顔のイボは種類によって治療法がまったく異なるうえ、自己処置でかえって広がったり、跡が残ったりするリスクがあります。また、まれに皮膚がんと見た目が似ていることもあるため、気になるイボは皮膚科専門医に診てもらうことが大切です。本記事では、顔に多いイボの種類・原因・治療法を、大阪大学医学部出身の医学博士であり皮膚科専門医の花房崇明理事長の監修のもとわかりやすく解説します。

監修者:花房 崇明

監修医師

理事長:花房 崇明(はなふさ たかあき)

[ 資 格 ]

・医学博士(大阪大学大学院) / 日本皮膚科学会皮膚科専門医

・日本アレルギー学会アレルギー専門医 / 日本抗加齢医学会専門医

[ 所属学会 ]

・日本皮膚科学会 / 日本アレルギー学会 / 日本美容皮膚科学会 等

目次

顔のイボとは?種類と特徴

顔にできるイボにはいくつかの種類があり、原因・見た目・治療法がそれぞれ異なります。自己判断で「ただのイボ」と思っていると、適切な治療が遅れることがあるため、まずは種類を正しく知ることが重要です。

① 扁平疣贅(へんぺいゆうぜい)

扁平疣贅は、ヒトパピローマウイルス(HPV)の感染によって起こるウイルス性のイボです。顔や手の甲に多く現れ、表面が平たく小さいのが特徴。肌色〜淡褐色で数mm程度の盛り上がりが複数できることが多く、「気づいたら増えていた」というケースも少なくありません。ウイルス性であるため、触れることで顔の別の部位に広がりやすく、ひげそりや洗顔などの刺激で一気に増えることもあります。

② 老人性イボ(脂漏性角化症・しろうせいかくかしょう)

加齢とともに現れる茶色〜黒褐色のできもので、正式には脂漏性角化症と呼びます。表面がざらざらしており、顔・頭部・体幹などに多く見られます。
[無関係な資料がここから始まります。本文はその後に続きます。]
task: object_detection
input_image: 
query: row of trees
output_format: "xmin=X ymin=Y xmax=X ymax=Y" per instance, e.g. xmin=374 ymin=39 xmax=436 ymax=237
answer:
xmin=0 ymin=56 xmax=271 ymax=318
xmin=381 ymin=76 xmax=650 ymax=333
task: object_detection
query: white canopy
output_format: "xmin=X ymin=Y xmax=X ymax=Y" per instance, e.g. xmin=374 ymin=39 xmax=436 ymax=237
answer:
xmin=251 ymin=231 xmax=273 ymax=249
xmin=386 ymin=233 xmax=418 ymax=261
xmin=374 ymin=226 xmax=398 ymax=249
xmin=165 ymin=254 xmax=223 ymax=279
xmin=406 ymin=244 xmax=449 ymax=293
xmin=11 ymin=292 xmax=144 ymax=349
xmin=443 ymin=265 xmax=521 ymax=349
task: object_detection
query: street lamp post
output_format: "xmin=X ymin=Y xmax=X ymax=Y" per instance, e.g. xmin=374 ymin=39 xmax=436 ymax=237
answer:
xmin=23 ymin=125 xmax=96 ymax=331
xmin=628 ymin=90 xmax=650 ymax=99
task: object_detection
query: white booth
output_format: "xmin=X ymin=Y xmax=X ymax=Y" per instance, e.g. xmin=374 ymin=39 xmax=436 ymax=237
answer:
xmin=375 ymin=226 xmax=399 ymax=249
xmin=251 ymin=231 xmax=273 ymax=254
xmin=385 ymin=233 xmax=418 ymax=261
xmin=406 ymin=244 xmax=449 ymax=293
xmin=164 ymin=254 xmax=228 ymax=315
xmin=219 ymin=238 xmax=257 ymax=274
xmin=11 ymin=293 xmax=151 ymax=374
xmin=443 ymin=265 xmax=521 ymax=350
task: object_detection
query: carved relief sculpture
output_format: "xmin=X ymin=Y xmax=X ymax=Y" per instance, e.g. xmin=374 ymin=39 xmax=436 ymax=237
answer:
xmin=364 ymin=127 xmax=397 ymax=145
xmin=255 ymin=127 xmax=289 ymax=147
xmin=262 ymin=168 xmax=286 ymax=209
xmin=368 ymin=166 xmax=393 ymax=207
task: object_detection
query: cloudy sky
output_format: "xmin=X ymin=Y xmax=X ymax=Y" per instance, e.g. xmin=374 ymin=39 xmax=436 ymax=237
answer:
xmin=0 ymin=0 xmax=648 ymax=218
ウイルス性ではないため、他人にうつることはありません。ただし、見た目が皮膚がんと似ている場合があるため、急に大きくなった・色が濃くなったなどの変化がある場合は受診が必要です。

③ 首のイボ(アクロコルドン・軟性線維腫)

首や顔まわり、わきなどに多い小さな突起で、加齢や摩擦が主な原因です。こちらもウイルス性ではなく、他人にうつることはありません。柔らかく細い茎のある突起が複数できることが多く、見た目が気になる方も多い部位です。

④ 尋常性疣贅(じんじょうせいゆうぜい)

HPV感染による最も一般的なウイルス性イボです。手足・指に多いですが、まれに顔にもできることがあります。表面がザラザラと盛り上がるのが特徴で、他人にうつる可能性があります。

種類主な部位原因うつるか
扁平疣贅顔・手の甲HPV(ウイルス)うつる可能性あり
老人性イボ(脂漏性角化症)顔・体幹加齢うつらない
首のイボ(アクロコルドン)首・顔まわり加齢・摩擦うつらない
尋常性疣贅手足・指(まれに顔)HPV(ウイルス)うつる可能性あり

顔のイボは種類によって治療法がまったく異なります。見た目だけでは判断が難しいケースも多いため、まず皮膚科専門医に診断してもらうことが治療の第一歩です。

顔のイボはうつる?うつらない?

「家族にうつるのでは」と心配される方も多いですが、うつるかどうかはイボの種類によって異なります

  • うつる可能性があるもの:扁平疣贅・尋常性疣贅(いずれもHPVによるウイルス性イボ)
  • うつらないもの:老人性イボ(脂漏性角化症)・首のイボ(アクロコルドン)

ウイルス性イボは、直接触れたり、タオルや洗顔用品を共有したりすることで感染が広がる場合があります。また、顔をさわる・ひげそり・洗顔などの日常行為でも自分の顔の別の部位に広がることがあるため、注意が必要です。

顔のイボの治療法

顔のイボの治療は、種類・状態・部位によって最適な方法が異なります。以下に主な治療法を紹介します。

液体窒素による冷凍凝固療法(保険診療)

イボ治療の基本となる方法です。約−196℃の液体窒素でイボを凍らせて壊す治療で、健康保険が適用されます。扁平疣贅・尋常性疣贅などウイルス性イボに有効とされています。1〜数週間おきに複数回繰り返すことが多く、治療中・治療後に痛み・水ぶくれ・患部が黒ずむ・かさぶたになるなどの症状が起こることがあります。治療回数や効果には個人差があり、医師が状態を見ながら判断します。

ヨクイニン(漢方)の内服

液体窒素と併用することがある漢方薬です。保険診療で処方できる場合があります。

炭酸ガスレーザー・電気焼灼(自由診療の場合あり)

老人性イボ(脂漏性角化症)や首のイボ(アクロコルドン)には、炭酸ガスレーザーや電気焼灼などが選択肢になることがあります。※公的医療保険適用外となる場合があります。美容皮膚科を併設している当院では、見た目のお悩みにも総合的に対応できます。

モノクロロ酢酸の塗布

難治性のイボに対して行う場合がある治療法です。千里中央花ふさ皮ふ科では対応しています(保険診療)。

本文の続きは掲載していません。